Sell and Rent Back — Pros and Cons

Common in the UK, a sell and rent back (also known as a sale and rent back) is when you sell your house and rent it from the new landlord.  This allows you to free up cash and potentially avoid foreclosure while still residing in your house, even if you are in mortgage arrears.  Is it a good idea to sell your house and rent it back?  Let’s take a look.

The big advantage of a sell and rent back is that, given a willing buyer, you will not have to move — at least in the short term.  As part of the sale agreement, the buyer gives you not only money, but also a rental agreement.  This sell and rent transaction is actually two transactions rolled into one.

Another advantage of a sell and rent back is that any debt on the house is transferred typically to the new owner.  If the house is in mortgage arrears the lender may be willing to work out a payment schedule with the new owner instead of you, which means that you may avoid repossession.

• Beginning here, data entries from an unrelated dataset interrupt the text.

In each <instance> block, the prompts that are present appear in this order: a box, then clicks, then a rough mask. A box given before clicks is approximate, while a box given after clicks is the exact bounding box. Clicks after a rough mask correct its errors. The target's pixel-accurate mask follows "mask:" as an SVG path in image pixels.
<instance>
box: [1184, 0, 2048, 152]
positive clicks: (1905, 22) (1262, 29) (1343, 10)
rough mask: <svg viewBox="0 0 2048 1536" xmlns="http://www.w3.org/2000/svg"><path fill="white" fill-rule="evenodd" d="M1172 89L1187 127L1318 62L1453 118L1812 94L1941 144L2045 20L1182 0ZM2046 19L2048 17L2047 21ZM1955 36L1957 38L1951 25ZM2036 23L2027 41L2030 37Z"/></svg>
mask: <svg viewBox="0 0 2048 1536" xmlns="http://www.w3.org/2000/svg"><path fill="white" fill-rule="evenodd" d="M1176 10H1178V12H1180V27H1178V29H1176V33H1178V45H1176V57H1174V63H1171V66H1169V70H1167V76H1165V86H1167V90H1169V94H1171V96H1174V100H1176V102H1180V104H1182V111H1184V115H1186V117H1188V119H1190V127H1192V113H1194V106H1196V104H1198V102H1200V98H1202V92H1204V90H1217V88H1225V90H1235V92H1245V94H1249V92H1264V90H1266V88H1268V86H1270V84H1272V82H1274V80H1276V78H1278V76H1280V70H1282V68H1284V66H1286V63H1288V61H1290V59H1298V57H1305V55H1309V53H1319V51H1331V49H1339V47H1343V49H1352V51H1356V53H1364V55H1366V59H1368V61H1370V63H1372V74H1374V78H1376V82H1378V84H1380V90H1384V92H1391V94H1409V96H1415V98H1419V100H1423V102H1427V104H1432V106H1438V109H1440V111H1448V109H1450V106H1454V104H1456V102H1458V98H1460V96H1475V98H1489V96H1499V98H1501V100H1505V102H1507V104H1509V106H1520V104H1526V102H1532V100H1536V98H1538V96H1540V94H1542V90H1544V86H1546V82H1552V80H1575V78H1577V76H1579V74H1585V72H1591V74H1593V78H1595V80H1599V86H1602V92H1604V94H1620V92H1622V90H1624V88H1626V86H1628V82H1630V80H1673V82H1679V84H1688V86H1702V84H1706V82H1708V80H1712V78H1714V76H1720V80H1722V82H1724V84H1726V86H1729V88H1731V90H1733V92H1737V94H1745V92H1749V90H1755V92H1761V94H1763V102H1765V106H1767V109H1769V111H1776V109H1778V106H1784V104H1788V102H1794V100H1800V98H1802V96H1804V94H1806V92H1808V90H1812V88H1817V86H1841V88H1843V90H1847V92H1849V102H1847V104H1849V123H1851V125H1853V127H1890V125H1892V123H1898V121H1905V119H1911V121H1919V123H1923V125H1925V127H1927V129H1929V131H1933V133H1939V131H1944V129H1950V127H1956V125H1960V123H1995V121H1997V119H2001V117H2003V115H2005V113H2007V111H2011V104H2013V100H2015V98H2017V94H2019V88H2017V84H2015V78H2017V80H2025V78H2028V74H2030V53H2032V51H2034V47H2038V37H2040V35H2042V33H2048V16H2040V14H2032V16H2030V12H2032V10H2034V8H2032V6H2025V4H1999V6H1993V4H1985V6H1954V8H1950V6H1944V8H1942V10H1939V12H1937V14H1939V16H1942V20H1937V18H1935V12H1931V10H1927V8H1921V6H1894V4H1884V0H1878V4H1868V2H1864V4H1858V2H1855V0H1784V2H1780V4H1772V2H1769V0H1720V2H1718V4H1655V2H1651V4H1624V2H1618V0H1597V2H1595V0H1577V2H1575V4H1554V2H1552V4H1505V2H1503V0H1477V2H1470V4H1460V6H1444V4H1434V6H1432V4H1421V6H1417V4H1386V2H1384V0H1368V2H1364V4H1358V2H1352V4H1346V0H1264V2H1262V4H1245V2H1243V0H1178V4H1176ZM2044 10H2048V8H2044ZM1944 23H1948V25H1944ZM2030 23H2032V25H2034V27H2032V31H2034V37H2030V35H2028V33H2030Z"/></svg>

The disadvantages of a sell and rent back are probably minor compared to the risks run by bankruptcy, repossession, and of course, eviction.  When you rent back property ideally you avoid all of those pratfalls.   However, you should realize that the sell rent back scheme is going to necessarily mean that you will get less than market value for your home, as this quick sale instead provides you the benefits above.  Also, bear in mind that this rent back home part of a sell and rent back means that you are a renter, and when your rent agreement runs out, you need to renew it or find a new place to live.

In sum, a sell and rent back can be an effective way to gain liquidity quickly while staying in your home.